Why are we exporting unleaded when it should be diverted to UK forecourt to help with the cost crisis? Profit over national security overtime and these oil companies get away with massive profits while Joe Public suffers. More fuel kept here raises more revenue for the government coffers too AND looks after the people who the government is supposed to serve. Even when this war ends and things go back to normal, I doubt prices will revert to pre-war levels and we’ll be stuck with artificially over inflated prices.
Good questions. The complicated part is the make up of ownership, the vast majority of fuel stations in the UK aren’t owned by the Oil Co directly but they set the price in which they supply the site. Some stations are priced by their supplier on the average day of wholesale fuel (plus suppliers margin) from the day before. If the wholesale price of fuel goes up 10ppl or more overnight (which has been happening) then your cost price has gone up over 10ppl or more. You can read a bit more about how fuel is bought and priced here: https://www.petrolprices.com/news/how-do-petrol-stations-purchase-fuel/
The real gripe we think, is that over 50% of the pence per litre is a tax, and if the UK Gov wanted to support motorists they’d review Fuel Duty and the VAT rate.
Total Production Cycle: From the moment crude oil is discharged, it is generally part of a continuous process, but it may sit in “charging tanks” temporarily. The overall process to get fuel from a refinery, including storage and testing, usually takes around four weeks to reach the final distribution point, though this can be accelerated to two weeks under high demand.
Don’t forget that in this country, a substantial part of the pump price is tax. So the government benefits from the price rising.
Absolutely! We think that is the real problem over 50% of the pence per lite is a tax, and if the UK Gov wanted to support motorists they’d review Fuel Duty and the VAT rate.
My family and I live on the most easterly coastal arez in mainland UK, we often see oil tankers – that are usually fully laden – sat out at sea on the horizenfor days (even sometimes weeks!!) waiting for predicted oil prices to rise. It’s gone on for years, and I’m sure our coast is not the only place this happens?! When prices begin to fall, there are very rarely the same queues of tankers. The owners and oil companies are yet to pass on the savings from those times of lower prices to customers! As for the fuel duty? Don’t even get me started! It’s a rare day indeed that the public can put thier hands in thier pockets without removing the ruling goverment’s hands first – regardless of which party is in power!!
Diesel was 157.9p on Thursday evening but 166.9p today at the same Tesco, an increase of 9p/litre in just 3 days. The prices are still relatively cheap for the area, but the amount of increase is staggering, especially as just a few weeks ago I bought diesel at 137.9p at the same garage.

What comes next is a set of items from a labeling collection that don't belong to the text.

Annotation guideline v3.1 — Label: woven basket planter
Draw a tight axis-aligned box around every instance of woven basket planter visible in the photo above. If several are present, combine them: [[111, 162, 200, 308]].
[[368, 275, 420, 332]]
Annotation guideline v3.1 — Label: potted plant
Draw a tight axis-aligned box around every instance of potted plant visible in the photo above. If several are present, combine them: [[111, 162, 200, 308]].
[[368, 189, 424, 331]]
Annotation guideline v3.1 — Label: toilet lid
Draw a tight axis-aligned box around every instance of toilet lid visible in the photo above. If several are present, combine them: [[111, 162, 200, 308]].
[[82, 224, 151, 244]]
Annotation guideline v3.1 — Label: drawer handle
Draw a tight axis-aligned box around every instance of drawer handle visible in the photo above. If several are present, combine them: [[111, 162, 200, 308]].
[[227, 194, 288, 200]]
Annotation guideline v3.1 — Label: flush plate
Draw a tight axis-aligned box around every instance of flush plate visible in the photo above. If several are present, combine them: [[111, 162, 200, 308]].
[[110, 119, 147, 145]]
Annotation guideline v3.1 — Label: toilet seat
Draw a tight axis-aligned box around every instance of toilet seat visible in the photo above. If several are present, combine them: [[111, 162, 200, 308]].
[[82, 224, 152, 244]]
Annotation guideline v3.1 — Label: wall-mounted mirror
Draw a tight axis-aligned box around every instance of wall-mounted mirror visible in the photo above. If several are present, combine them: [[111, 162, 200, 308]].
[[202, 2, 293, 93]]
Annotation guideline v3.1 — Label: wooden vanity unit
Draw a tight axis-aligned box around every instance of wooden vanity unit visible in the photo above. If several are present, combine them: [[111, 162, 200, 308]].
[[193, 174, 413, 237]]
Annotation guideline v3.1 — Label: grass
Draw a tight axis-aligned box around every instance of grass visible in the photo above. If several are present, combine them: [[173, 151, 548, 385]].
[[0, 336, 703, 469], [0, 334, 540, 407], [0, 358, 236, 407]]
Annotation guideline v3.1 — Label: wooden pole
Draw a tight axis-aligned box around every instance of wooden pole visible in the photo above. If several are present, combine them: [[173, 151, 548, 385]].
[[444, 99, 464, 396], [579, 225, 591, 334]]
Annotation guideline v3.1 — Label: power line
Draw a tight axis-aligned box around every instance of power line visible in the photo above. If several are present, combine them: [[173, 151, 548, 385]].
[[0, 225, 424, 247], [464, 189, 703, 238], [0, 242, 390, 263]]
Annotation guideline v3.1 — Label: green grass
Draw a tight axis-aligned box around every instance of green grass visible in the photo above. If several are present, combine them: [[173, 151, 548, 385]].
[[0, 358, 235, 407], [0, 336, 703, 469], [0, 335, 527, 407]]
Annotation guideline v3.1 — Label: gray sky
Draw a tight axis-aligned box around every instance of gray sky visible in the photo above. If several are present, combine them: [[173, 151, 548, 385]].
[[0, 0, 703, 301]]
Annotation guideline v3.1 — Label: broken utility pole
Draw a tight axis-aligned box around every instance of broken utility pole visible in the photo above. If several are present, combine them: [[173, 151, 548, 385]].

The government must be making £bn out of us in extra VAT!
How can one station charge 20 pence more for a litre than another and both are getting there fuel from the same fuel company
Profiting from the whole war situation is all there is to say. The govt don’t care about the public and the prices will stay inflated for a whole lot longer. An increase of over 40p per litre in 3 weeks for diesel is simply put……. ridiculous!!!